Agencies have made great strides in their ability to react and respond to glacial drainage events like last week’s flooding scare in the Mendenhall Valley, the city’s emergency programs manager told the Juneau Local Emergency Planning Committee at Bartlett Regional Hospital Wednesday.
Tom Mattice said he was impressed with how well the City and Borough of Juneau, U.S. Geological Survey, National Weather Service, University of Alaska Southeast and other organizations worked together to monitor the situation and keep the public informed.
“Everybody was in the loop, everybody played their part and I was happily amazed at how smoothly things went,” said Mattice.
Mattice said UAS researchers were able to take photographs from inside Suicide Basin, the basin to the side of the Mendenhall Glacier that filled with water — and then discharged it into Mendenhall Lake below — for two consecutive years. Those photographs, he said, led to accurate estimates that there was less water in the basin this year than there was last July, when the jökulhlaup, or glacial dammed outburst flood, caused minor to moderate flooding in parts of the Mendenhall Valley.
“We weren’t sure how much less water (was in Suicide Basin), but we were confident that it was going to be a less critical event than last year if the flow discharged the same,” Mattice said. “It could have come out faster, but we were pretty confident that it wasn’t going to be significantly worse than last year.”

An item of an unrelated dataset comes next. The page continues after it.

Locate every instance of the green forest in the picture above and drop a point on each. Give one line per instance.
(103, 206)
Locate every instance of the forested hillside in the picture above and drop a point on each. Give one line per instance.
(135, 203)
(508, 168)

Warning coordination meteorologist Joel Curtis, who is with the National Weather Service, said it is hard to determine the size of the opening through which glacially dammed water drains.
“There’s one huge unknown about these glacier dammed floods, and that is the size of the drainpipe that’s coming out of where the water is building up,” Curtis told the committee. “You just don’t know that. So if it’s bigger, you know, you could get a whole lot of water all at once, and then it will go down quicker. Or if it’s smaller, then the thing could persist for lots and lots of days.”
University researchers are planning to install monitoring equipment inside Suicide Basin Thursday, Mattice said. He and Curtis agreed those monitors will provide more precise, real-time information.
“I think that the lessons learned are really carrying forward into the future,” said Mattice. “We’re getting more information about how these events occur. We’re able to use the first event and this event to be able to tweak models and understand. Once we get sensors in the lake, we’ll be able to add that into the models to understand how much water’s going to be coming down. So the public information is going to get better, and we’re all going to do a better job going forward.”
The committee also discussed a recent Metropolitan Medical Response System exercise in Yakutat modeling how first responders would handle a shooting spree, as well as the committee’s plans for Emergency Preparedness Month, which is coming up in September.
Mattice suggested that each member of the committee bring one or two ideas about emergency preparedness for consideration at the committee’s next meeting on Aug. 8. That suggestion met with approval from Dan Garcia, the committee’s chairman.
“Each of us represents some … facet of this community,” said Garcia.
The meeting was quite well attended, as Mattice observed early in his remarks, with 16 people seated around the table and several others sitting at the back of the classroom in the Robert F. Valliant Center.
Garcia said after the meeting that the committee has been working to boost turnout and public interest, but he acknowledged last week’s flooding event may have spurred some extra attention.
“I think any near miss you have definitely triggers people’s interest in seeing where they personally sit, and where their organization sits if they’re part of a bigger group,” Garcia said. “We’re a planning committee, so obviously we don’t respond to things … (on an) emergency basis, but we plan for those future things.”